1933: Sidney R. Garfield, MD, establishes a prepayment health plan for workers on a construction project in the Southern California desert.1938: Henry Kaiser persuades Dr. Garfield to set up a group-practice prepayment plan for construction workers on the Grand Coulee Dam in Washington state. Membership is later opened to workers and families.
1942: At the request of Henry Kaiser, Dr. Garfield establishes group-practice prepayment plans for workers and their families at Kaiser-managed shipyards in the San Francisco Bay area and Vancouver, Washington, as well as at a Kaiser steel mill in Fontana in Southern California. At the peak of wartime shipbuilding activity, the plans serve about 200,000 members.
1945: Health plans are opened for community enrollment. In 1946, with the closing of the Kaiser-managed shipyards, membership drops to 25,000.
1952: Membership surpasses 250,000 with significant support from Los Angeles-area management and labor groups, including the International Longshore and Warehouse Union and the Retail Clerks Union.
1955: Kaiser Permanente is reorganized to make the partnership between the professions of medicine and management more effective, and to provide individual physicians with a financial stake in the program’s future. This reorganization creates the framework and foundation for Kaiser Permanente’s present structure. The organization’s three regions (Northern California, Southern California, and Oregon) reach a combined membership of 500,000.
1958: Kaiser Permanente establishes a fourth region in Hawaii.
1963: Membership reaches 1 million.
1965: Henry Kaiser receives the AFL-CIO’s Murray Green Award for his achievements in health and welfare that inspired others to work for the common good. President Lyndon B. Johnson calls Kaiser “a pioneer of the new breed of responsible businessmen.”
1968: Membership reaches 2 million.
1969: Kaiser Permanente establishes Colorado and Ohio regions.
1976: Membership reaches 3 million.
1977: All six regions become federally qualified HMOs.
1980: Kaiser Permanente establishes a Mid-Atlantic region – Maryland, Virginia, and the District of Columbia – by acquiring a nonprofit group-practice prepayment plan in the Washington, D.C., area.
1981: Membership reaches 4 million.
1985: Kaiser Permanente establishes Georgia region.
1987: Membership reaches 5 million.
1990: Membership reaches 6.5 million.
1995: Kaiser Permanente celebrates its fiftieth anniversary as a public health plan.

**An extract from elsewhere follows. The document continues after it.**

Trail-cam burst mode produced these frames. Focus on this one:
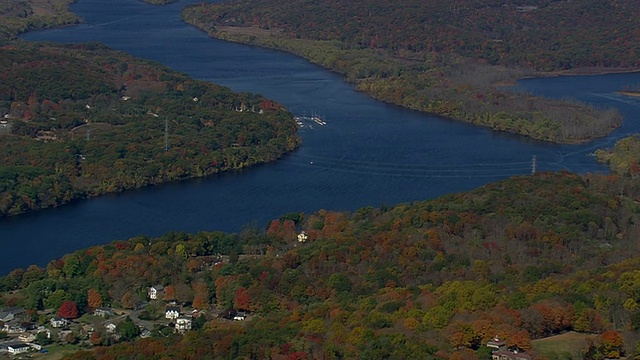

1996: Membership reaches 7.4 million.
1997: Membership approaches 9 million. Kaiser Permanente purchases a portion of Humana Group Health, Inc., Washington, D.C., adding 117,000 members, and forms an affiliation with Group Health Cooperative of Puget Sound, adding 670,000 members.
1997: Kaiser Permanente and the AFL-CIO agree to establish a historic partnership between labor and management that is the first of its kind in health care. The partnership is designed to improve the quality of health care for Kaiser Permanente members and the communities we serve, provide employees with the maximum possible employment and income security, and involve employees and their unions in decision making.
2001: When hospital workers from the Service Employees International Union (SEIU) Local 1199 were overwhelmed by the strain of handling injured rescue workers and bystanders from the September 11 terrorist attack, a call was made to union leaders. Thanks to a collaborative effort between SEIU Local 250’s Sal Rosselli and Senior Vice President and Chief Operating Officer MaryAnn Thode, help arrived from Kaiser Permanente’s California Division Office, and Kaiser Permanente collaboratively provided assistance in the form of Employee Assistance Program workers from California.
2003: Kaiser Permanente announces over the next three years it will spend $1.8 billion in programs to create an archive of electronic medical records for its 8.4 million members. CEO George C. Halvorson says that this will be “the largest and most current patient database in the world.”
2003: Kaiser Permanente posts clinical care guidelines on the Internet for community providers and consumers. Originally developed for physicians, the guidelines are part of Kaiser Permanente’s commitment to both evidence-based medicine and to community benefit.